Skip to content

ML Plan: Optimum Binder Content Prediction

Context

Problem: Finding the optimum asphalt binder content requires multiple trial batches at different AC percentages (typically 4-5 trials). Each trial requires lab time, materials, and technician hours.

Goal: Predict the optimum binder content from aggregate properties and gradation, reducing trials from 4-5 down to 1-2 verification tests.

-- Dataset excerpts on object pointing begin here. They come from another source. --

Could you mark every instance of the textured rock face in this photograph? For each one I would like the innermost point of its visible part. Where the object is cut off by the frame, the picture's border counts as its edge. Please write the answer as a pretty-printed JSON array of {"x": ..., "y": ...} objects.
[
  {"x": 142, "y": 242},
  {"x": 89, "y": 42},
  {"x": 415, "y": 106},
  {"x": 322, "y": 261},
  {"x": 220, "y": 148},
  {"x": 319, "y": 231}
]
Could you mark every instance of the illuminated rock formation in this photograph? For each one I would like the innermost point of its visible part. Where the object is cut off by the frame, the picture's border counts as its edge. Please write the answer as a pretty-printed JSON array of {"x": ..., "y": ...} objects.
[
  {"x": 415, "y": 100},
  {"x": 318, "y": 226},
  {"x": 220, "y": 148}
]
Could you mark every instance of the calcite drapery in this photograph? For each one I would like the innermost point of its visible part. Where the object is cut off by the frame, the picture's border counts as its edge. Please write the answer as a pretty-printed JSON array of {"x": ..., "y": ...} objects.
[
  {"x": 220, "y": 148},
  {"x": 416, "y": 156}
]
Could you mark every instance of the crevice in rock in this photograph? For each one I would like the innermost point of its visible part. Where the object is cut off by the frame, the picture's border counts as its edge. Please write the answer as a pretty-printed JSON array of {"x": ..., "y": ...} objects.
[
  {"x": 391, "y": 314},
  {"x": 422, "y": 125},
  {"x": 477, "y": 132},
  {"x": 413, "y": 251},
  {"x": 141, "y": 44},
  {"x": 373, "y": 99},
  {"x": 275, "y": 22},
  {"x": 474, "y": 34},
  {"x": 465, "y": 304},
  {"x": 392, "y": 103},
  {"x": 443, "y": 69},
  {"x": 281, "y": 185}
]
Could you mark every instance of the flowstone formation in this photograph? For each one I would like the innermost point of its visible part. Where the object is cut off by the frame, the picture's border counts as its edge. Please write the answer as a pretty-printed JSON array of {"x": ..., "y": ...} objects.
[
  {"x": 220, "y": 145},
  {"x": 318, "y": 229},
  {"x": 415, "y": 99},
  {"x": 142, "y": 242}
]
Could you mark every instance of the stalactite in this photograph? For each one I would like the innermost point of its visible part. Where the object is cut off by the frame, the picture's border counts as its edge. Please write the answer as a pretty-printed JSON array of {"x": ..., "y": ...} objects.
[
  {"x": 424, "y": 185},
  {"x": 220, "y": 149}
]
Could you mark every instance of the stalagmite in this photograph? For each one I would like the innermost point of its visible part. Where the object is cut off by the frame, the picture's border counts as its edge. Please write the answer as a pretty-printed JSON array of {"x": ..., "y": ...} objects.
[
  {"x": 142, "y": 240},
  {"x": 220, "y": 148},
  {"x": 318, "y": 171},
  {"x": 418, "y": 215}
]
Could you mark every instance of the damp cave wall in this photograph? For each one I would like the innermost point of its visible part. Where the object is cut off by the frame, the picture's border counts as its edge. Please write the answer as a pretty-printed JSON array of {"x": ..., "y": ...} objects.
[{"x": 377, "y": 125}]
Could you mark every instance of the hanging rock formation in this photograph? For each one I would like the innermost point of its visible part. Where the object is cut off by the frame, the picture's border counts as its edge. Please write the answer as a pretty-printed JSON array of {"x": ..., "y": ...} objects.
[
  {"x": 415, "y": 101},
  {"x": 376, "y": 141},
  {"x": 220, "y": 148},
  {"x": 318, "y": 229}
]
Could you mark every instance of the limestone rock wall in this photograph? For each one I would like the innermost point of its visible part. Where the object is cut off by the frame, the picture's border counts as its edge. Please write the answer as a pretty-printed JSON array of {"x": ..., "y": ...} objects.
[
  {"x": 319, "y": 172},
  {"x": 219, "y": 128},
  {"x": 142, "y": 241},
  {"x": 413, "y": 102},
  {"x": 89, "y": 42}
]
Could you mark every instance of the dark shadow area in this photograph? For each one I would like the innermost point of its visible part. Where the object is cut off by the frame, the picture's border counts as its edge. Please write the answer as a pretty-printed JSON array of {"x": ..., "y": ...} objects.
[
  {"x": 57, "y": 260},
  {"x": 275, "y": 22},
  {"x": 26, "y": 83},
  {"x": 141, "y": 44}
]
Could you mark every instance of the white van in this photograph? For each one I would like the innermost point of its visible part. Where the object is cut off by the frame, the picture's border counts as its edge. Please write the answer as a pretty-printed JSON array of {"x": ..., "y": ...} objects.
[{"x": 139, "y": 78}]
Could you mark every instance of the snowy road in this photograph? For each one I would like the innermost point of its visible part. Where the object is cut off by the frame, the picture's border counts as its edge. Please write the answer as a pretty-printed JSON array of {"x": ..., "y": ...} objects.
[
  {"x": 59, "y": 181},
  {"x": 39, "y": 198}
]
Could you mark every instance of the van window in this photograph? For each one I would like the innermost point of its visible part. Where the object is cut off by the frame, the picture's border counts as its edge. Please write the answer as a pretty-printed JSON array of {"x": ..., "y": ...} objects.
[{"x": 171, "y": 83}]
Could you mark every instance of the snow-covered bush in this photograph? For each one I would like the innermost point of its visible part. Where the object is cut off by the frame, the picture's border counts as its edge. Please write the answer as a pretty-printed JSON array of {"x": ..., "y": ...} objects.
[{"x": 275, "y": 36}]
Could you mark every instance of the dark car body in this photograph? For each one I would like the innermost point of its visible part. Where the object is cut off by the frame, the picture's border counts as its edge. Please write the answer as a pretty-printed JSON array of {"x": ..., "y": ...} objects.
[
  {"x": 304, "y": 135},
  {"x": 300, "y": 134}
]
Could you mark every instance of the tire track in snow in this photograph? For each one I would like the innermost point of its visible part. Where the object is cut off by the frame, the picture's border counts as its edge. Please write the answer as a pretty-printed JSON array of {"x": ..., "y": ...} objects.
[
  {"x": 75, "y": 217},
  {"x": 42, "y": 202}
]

Data Available: 100+ historical Superpave mix designs with known optimum AC%.


What It Predicts

Output Description
Predicted Optimum AC% Recommended binder content (e.g., 5.4%)
Confidence Range Likely range (e.g., 5.2% - 5.6%)
Suggested Trial Points Recommended AC% values to test (e.g., 5.3%, 5.5%)

Data Requirements

Inputs (Already Captured)

Category Fields
Gradation 14 sieve values (% passing)
Aggregate Properties Gsb (bulk SG), Gsa (apparent SG), absorption
Consensus Properties Coarse angularity, fine angularity, flat/elongated, sand equivalency
Design Parameters NMAS, target air voids, N-design
Bailey Analysis CA ratio, FAc, FAf, VMA estimate
RAP Content RAP %, AC in RAP

Target (Already Captured)

  • jmf_asphalt_content - The optimum AC% determined through testing

Implementation Approach

Feature Engineering

# Key derived features
surface_area_estimate = f(gradation)  # Hveem surface area factor
voids_estimate = f(bailey_ratios, gradation)
absorption_adjustment = aggregate_absorption * correction_factor
rap_contribution = rap_percent * rap_ac_content

Model Architecture

Option A: Direct Regression - Input: Aggregate + gradation features → Output: Optimum AC% - Simple, interpretable

Option B: Two-Stage Model 1. Predict VMA at target air voids 2. Calculate AC% needed to achieve that VMA

Recommended: Option A for initial implementation (simpler, easier to validate)

ML Service

/app/services/ml/
  binder_predictor.py     # Main prediction service
  binder_trainer.py       # Training pipeline

API Endpoints

  • POST /api/ml/predict-binder-content - Get AC% prediction
  • POST /api/ml/validate-binder-prediction - Record actual vs predicted

UI Integration

  • Add prediction panel to new mix design form
  • Show suggested trial points
  • "Smart Trial" button that pre-fills trial batch form

Training Data Structure

# For each historical mix design
features = {
    # Gradation (14 features)
    'grad_75mm': 100.0,
    'grad_50mm': 100.0,
    # ... through grad_0_075mm

    # Aggregate properties
    'gsb_coarse': 2.65,
    'gsb_fine': 2.58,
    'combined_gsb': 2.62,
    'absorption': 1.2,

    # Consensus properties
    'coarse_angularity': 95,
    'fine_angularity': 45,
    'flat_elongated': 8,
    'sand_equivalency': 78,

    # Design parameters
    'nmas': 12.5,
    'target_air_voids': 4.0,
    'n_design': 75,

    # Bailey ratios
    'ca_ratio': 0.72,
    'fa_c': 0.42,
    'fa_f': 0.45,

    # RAP
    'rap_percent': 20,
    'rap_ac_content': 4.8,
}

target = 5.4  # Optimum AC%

Model Choice: Gradient Boosting or Linear Regression

Initial approach: Start with Ridge Regression - Highly interpretable (coefficient = impact of each feature) - Works well with correlated features (gradation sieves) - Easy to understand why prediction was made

If accuracy insufficient: Upgrade to XGBoost - Better handles non-linear relationships - Still provides feature importance


Verification

Accuracy Targets

  • MAE < 0.3% AC (e.g., predict 5.4%, actual 5.5%)
  • 90% of predictions within ±0.4% of actual

Validation Workflow

  1. Leave-one-out cross-validation on historical data
  2. Shadow mode on new designs for 1 month
  3. Compare predicted vs. lab-determined optimum
  4. Track "trials saved" metric

Value Proposition

Metric Current With ML
Trial batches per design 4-5 1-2
Lab time per design ~8 hours ~3 hours
Materials cost ~$400 ~$150

ROI: If you do 50 mix designs/year, savings of ~$12,500/year in direct costs plus significant time savings.


Timeline

Week Focus
1 Extract training data, feature engineering
2 Train and validate model
3 API and basic UI
4 Shadow mode testing
5-6 Pilot with engineers

Risks and Mitigations

Risk Mitigation
Insufficient accuracy Keep as "suggestion" not "requirement"
Unusual aggregates Flag out-of-distribution inputs
RAP variability Add RAP source tracking